Last summer the news was Mukade, large, very poisonous centipedes with notably bad temperaments. I killed five of them, and was quite lucky to avoid being bitten...which would have been extremely unpleasant. A bite on the leg could cause it to swell to twice its size, and take a week to subside...yuk. They can be quite belligerent; it is unwise to step on them, for example, as it won't kill them, and serves to make them angry. For the record, and for anyone looking, the best way of killing them seems to be carefully picking them up with the bar-b-q tongs I keep for the purpose, going to the kitchen, and boiling up a pot of water. Dropped in, they die immediately.



This mantis dropped by and lived in my room for about two weeks one summer. At night, it would sit upside down on the wall in front of my desk, basking in the light of my writing lamp, and watch me writing on my little laptop.



Monday, December 08, 2008

Railroad Architecture


I travel to a few of the local train stations to teach at different GEOS schools: Iya Nyugawa, Iya Saijo, Iya Awaii. They are, respectively, 30 and 50 km southeast of Imabari, and in the case of Awaii, 35km. west.

Iya means ‘stop’, ‘place’ or ‘village’ and was the Edo and earlier name of Ehime itself. So Iya Saijo means Saijo village, and Saijo, Ehime at the same time…I think. Shikoku means 4 (Shi) areas (ko): it consists of four provinces, Ehime, Kagawa, Tokushima, and Kochi. They used to be called Iya, Sanuki, Awa, and Tosa respectively. So the Iya thing is very traditional.

The town around Nyugawa is actually called Toyo. The town around Awaii is actually called Natsume. Saijo, as well as containing a great number of o-terra (Buddhist temples), not to mention jinja (Shinto shrines), is the home of Asahi beer, perhaps because of the purity of the springwater there.


Anyway, pretty much every Wednesday I find myself standing on the #2 platform of Saijo station, waiting for the 8:32 or 9:32 Shio Kaze (Sea Breeze), the semi-express train that will take me home. I like to stand under the pedestrian overpass and look at the way it’s built.

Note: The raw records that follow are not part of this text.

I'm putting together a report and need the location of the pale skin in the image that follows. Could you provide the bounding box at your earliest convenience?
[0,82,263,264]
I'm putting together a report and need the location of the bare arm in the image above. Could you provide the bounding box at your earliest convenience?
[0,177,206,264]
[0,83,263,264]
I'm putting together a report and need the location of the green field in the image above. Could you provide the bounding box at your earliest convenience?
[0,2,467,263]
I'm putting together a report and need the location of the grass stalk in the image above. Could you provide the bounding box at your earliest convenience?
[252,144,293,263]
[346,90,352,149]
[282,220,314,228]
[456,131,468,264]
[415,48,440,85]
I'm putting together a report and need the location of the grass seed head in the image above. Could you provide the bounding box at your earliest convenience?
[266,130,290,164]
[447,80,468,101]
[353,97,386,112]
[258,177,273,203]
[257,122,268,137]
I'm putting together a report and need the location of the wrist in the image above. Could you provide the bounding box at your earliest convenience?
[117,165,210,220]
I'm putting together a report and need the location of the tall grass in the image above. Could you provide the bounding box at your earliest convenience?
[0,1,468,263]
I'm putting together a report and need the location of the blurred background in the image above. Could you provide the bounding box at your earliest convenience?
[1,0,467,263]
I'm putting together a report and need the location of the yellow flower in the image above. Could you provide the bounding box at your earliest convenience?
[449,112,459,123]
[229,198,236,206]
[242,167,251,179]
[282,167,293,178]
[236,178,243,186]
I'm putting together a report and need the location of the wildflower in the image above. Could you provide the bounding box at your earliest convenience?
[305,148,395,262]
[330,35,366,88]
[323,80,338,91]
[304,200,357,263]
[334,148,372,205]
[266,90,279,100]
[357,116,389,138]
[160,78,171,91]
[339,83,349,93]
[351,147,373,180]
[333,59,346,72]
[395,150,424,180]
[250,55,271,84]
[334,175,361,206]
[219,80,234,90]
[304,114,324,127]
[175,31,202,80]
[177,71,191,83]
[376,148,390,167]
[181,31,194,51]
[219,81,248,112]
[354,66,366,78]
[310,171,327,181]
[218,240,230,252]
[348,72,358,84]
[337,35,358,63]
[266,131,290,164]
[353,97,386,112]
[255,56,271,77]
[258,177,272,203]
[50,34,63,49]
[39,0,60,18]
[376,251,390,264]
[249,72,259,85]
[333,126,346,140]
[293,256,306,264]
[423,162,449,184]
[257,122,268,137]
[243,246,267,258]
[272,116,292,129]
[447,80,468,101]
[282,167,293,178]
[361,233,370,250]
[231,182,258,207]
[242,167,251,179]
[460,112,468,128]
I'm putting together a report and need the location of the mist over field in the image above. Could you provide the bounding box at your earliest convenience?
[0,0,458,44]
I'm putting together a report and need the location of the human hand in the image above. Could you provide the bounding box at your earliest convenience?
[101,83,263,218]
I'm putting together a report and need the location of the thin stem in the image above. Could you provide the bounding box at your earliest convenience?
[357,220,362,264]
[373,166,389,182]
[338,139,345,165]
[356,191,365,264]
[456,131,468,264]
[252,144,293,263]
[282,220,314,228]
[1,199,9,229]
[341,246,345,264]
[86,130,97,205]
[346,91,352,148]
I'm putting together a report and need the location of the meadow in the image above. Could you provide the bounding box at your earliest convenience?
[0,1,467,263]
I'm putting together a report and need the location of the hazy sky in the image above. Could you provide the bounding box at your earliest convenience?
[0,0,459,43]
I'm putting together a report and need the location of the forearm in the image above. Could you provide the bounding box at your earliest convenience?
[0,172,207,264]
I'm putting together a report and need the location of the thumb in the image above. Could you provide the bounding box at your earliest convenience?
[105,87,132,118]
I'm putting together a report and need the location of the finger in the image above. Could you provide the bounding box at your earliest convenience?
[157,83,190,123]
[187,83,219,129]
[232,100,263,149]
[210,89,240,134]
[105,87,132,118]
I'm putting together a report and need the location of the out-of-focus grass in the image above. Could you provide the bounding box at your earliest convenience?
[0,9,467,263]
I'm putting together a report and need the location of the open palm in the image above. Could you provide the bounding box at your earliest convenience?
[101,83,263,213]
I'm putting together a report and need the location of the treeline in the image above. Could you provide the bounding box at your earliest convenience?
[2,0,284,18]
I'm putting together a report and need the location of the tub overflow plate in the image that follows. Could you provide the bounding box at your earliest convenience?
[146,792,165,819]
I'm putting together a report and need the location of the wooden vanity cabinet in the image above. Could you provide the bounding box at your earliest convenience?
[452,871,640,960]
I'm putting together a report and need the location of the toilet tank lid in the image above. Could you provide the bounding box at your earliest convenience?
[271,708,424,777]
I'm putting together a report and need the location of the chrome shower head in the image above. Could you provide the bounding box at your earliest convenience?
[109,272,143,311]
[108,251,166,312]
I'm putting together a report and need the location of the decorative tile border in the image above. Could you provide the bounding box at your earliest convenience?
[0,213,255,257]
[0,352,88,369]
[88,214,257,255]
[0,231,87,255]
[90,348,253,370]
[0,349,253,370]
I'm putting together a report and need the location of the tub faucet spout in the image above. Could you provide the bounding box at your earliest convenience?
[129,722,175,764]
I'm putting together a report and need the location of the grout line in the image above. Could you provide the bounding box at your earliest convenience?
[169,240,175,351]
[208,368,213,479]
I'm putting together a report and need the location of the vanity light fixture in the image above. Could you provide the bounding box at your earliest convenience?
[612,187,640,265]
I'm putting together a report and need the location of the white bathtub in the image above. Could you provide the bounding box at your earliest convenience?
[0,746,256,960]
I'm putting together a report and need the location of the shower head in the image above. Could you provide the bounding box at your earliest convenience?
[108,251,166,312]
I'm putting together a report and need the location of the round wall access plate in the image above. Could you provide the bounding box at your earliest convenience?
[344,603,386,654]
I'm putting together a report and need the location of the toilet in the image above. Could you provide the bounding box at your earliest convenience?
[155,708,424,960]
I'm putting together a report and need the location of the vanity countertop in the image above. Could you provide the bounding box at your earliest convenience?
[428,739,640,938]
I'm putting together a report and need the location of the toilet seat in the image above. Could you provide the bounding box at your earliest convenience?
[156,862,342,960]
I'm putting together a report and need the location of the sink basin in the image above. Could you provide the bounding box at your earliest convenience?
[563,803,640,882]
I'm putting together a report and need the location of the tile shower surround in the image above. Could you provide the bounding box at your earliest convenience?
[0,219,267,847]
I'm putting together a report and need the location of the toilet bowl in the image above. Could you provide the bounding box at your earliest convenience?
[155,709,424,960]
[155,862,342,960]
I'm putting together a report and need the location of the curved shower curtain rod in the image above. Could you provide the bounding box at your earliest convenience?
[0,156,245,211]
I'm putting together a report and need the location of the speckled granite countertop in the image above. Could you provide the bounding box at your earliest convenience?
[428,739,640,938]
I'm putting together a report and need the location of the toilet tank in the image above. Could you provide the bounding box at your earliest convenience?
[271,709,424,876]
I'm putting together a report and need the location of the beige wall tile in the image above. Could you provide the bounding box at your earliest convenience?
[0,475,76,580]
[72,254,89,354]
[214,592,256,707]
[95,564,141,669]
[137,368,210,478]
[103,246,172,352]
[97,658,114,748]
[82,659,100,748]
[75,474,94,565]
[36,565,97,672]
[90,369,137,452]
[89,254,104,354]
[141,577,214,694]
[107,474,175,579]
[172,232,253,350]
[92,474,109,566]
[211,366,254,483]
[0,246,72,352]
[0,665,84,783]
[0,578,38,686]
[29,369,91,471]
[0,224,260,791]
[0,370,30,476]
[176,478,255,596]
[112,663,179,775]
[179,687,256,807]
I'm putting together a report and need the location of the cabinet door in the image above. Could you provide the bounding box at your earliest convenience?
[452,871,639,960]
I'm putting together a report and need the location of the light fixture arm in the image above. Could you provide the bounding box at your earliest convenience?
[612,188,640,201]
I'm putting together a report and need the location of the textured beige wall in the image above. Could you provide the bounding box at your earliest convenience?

I also get a good view of the train station, which is a modernist structure from perhaps the mid-late fifties. Saijo is a node where trains from the east end of the island and those from the west stop and begin their return runs. It has 3 or 4 extra layover tracks, and I often see conductors disembarking for layovers here.



I have figured out where the guestrooms are (I think there are maybe ten rooms), where the o-furo (bath) room is (condensation) and so on. But for me, the really interesting structure at this station is this overpass allowing pedestrian access to tracks 2 and 3 from the station proper. It’s built with old railway track, welded and bolted together, and thick wooden planking. I think it’s really cool.




This is the interior, all watched over lovingly by 'Meitante Conan' (the anime boy on the poster).














My best web research indicates that the Shikoku railway line was begun in the mid 1880’s, but probably was not extended west as far as Saijo until perhaps the 1920s or so. During the second world war some towns were damaged by bombing (the downtown of Imabari was flattened) and Saijo may have been bombed as well, as a shipbuilding port. So this structure probably dates from the rebuilding just after that war, though it may date back to the twenties, or even the turn of the twentieth century.






Up on the mountain to the south one can see a buddhist temple all lit up; I haven’t figured out its name yet.

The overpass at Toyo station, 17km. closer to Imabari, is similar, though with a lower 'Blade Runner' quotient.


An acquaintance tells me that the station at Sakurai, now a southern part of Imabari, was built in 1921. So the railway was extended to Imabari at that time. The exterior of Iyo Sakurai remains essentially the same as when it was built. It’s the prettiest station I’ve seen on the line.